It’s not unheard for a presidential candidate to pay a local visit. John Kerry passed through Bellville in 2004 during his campaign. And it was a rare treat when a U.S. president made a stop in Butler; then again, he was an Ohio resident.
“The Butler Times” reported the following in its May 17, 1912 paper:
The special train of President [William Howard] Taft stopped at Butler for about two minutes Wednesday at 12:15 p.m., while on its way to Mansfield, and the president made a few remarks to a crowd of several hundred people.
The Rutherford B. Hayes Presidential Center explained in a 2004 issue.
“Ohio has been the scene of numerous political showdowns in the race for the presidency. Perhaps none excited residents more than the primary campaign of 1912. Fighting for his political life, President William Howard Taft set out on a weeklong campaign tour through his native state to battle his one-time friend and mentor ex-president Teddy Roosevelt. It was the first time a sitting president had campaigned during the primaries. Both men needed Ohio’s delegates to win the Republican Party’s nomination at the upcoming convention.
As Taft’s train steamed into Ohio on the 13th of May, Roosevelt was only hours behind. Thrilled at the prospect of so much attention, Ohioans along the campaign route quickly constructed makeshift speaker platforms, flew flags, decorated their homes and businesses, and organized bands and parades. With factories and schools closed, excitement reigned as thousands waited for the chance to see President Taft and the dynamic Teddy Roosevelt.”

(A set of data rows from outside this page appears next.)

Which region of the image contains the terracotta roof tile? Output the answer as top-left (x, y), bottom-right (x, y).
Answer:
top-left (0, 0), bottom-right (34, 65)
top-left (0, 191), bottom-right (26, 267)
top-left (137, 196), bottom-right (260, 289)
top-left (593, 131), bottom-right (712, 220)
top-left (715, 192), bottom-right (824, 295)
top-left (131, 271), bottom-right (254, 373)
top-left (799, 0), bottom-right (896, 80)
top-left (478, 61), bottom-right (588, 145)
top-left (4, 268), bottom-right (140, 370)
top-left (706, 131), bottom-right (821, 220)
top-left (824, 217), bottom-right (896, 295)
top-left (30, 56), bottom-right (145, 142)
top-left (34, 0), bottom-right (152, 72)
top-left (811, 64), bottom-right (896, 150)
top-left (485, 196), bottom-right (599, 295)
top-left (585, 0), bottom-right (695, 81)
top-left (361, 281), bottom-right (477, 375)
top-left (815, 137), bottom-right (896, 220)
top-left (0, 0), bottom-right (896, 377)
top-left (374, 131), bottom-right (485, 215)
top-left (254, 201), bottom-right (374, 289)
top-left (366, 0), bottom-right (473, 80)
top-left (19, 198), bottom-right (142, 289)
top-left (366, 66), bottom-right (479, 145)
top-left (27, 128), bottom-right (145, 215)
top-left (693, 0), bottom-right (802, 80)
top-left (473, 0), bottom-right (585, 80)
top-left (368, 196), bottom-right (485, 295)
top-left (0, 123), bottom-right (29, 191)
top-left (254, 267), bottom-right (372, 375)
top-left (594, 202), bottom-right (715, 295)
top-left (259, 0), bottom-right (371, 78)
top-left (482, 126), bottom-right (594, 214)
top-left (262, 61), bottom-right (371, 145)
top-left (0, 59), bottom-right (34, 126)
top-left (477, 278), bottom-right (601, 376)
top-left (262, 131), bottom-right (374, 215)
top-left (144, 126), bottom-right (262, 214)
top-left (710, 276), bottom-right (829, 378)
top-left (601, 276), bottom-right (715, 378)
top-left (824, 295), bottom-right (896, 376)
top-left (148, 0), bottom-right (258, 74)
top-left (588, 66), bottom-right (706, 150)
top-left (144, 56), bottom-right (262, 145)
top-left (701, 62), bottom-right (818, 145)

President Taft had been Roosevelt’s secretary of war and a trusted adviser, and the two had similar political ideas. Roosevelt lost the Republican nomination and so he formed the Progressive Party in order to run as a third candidate.
Today that’s a familiar notion as anti-Trump Republicans have been heard calling for a third party.
But back to 1912.
Theodore Roosevelt won more delegates than Taft in the election. And women’s suffrage, when women still struggled with the right to vote, made great gains in that election.
On the second page of that week’s “Butler Times,” a Columbus article reported that a woman asked Taft, as he walked to his car, “As a daughter of Ohio, I would like to know how you stand on the rights of women.”
“You don’t want me to commit myself on that question now just for your vote, do you,” Taft asked.
Perhaps she did.
President Taft traveled more than 3,000 miles up until the day before the election. But the effort was in vain: Democrat Woodrow Wilson won the election and won Ohio. Wilson garnered 40.96 percent of the popular vote; Taft 26.82 percent; and Theodore Roosevelt, 22.16 percent.